U.S. and global consumers began to spend and invest again this year, and the strong recovery in developing markets that began in 2009 continued to gain momentum in 2010. Investors took their cue from strong and coordinated central bank stimulus and debt support; markets became convinced that it was within the global financial system’s capability to fine tune recovering economies and avoid a second recession. The US economy benefited from a massive round of quantitative easing in August, and another quasi-stimulus in December as a tax compromise came together, both of which added to the markets' momentum. Employment, which showed ominous signs of regressing in the summer, came together strongly over the final quarter of the year; as new unemployment claims began falling and job creation ramped up.

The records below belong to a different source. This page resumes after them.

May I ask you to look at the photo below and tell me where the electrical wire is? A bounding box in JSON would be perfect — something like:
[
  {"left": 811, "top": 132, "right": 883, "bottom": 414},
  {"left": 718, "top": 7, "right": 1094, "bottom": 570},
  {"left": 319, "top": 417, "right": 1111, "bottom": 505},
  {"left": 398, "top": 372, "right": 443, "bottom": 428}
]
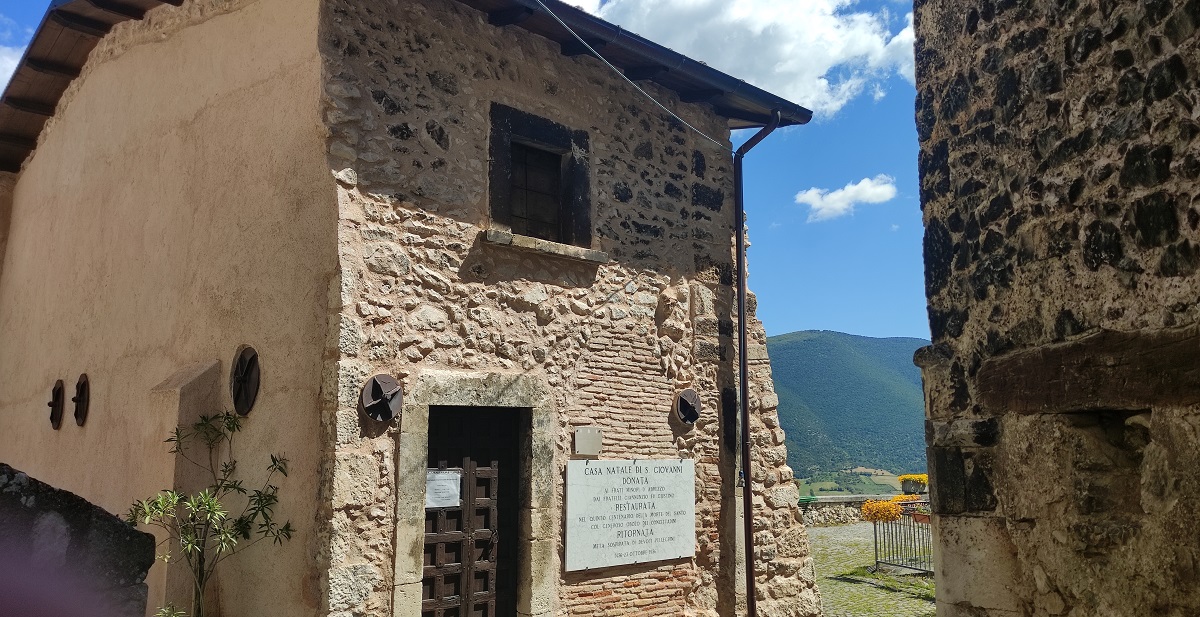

Even though we continue, on balance, to be constructive on the equity portion of your portfolio this year, we will be increasingly cautious moving forward. Stock markets fell very far when the recession began, and, in retrospect, were discounting a total economic collapse. We have rebounded a long way from the lows of March 2009. That momentum has been a key driver of return over the past two years; without it markets in 2011 will be more volatile, less forgiving of disappointing news, and more challenging. The pluses we see going forward are easing business credit, slowly strengthening job creation, an increase in mergers and acquisitions activity, stronger consumer spending and tax stability for 2011 and 2012. The negatives; an ailing residential real estate market and diminished consumer balance sheets, continuing liquidity problems in the Euro zone, weakness in state and local finance, and an overbought bond market. Investor sentiment is quite good now, and the flow of funds out of stock investments into bonds reversed itself for the first time in many months in December. We are all feeling a little more optimistic, and this is always cause for concern.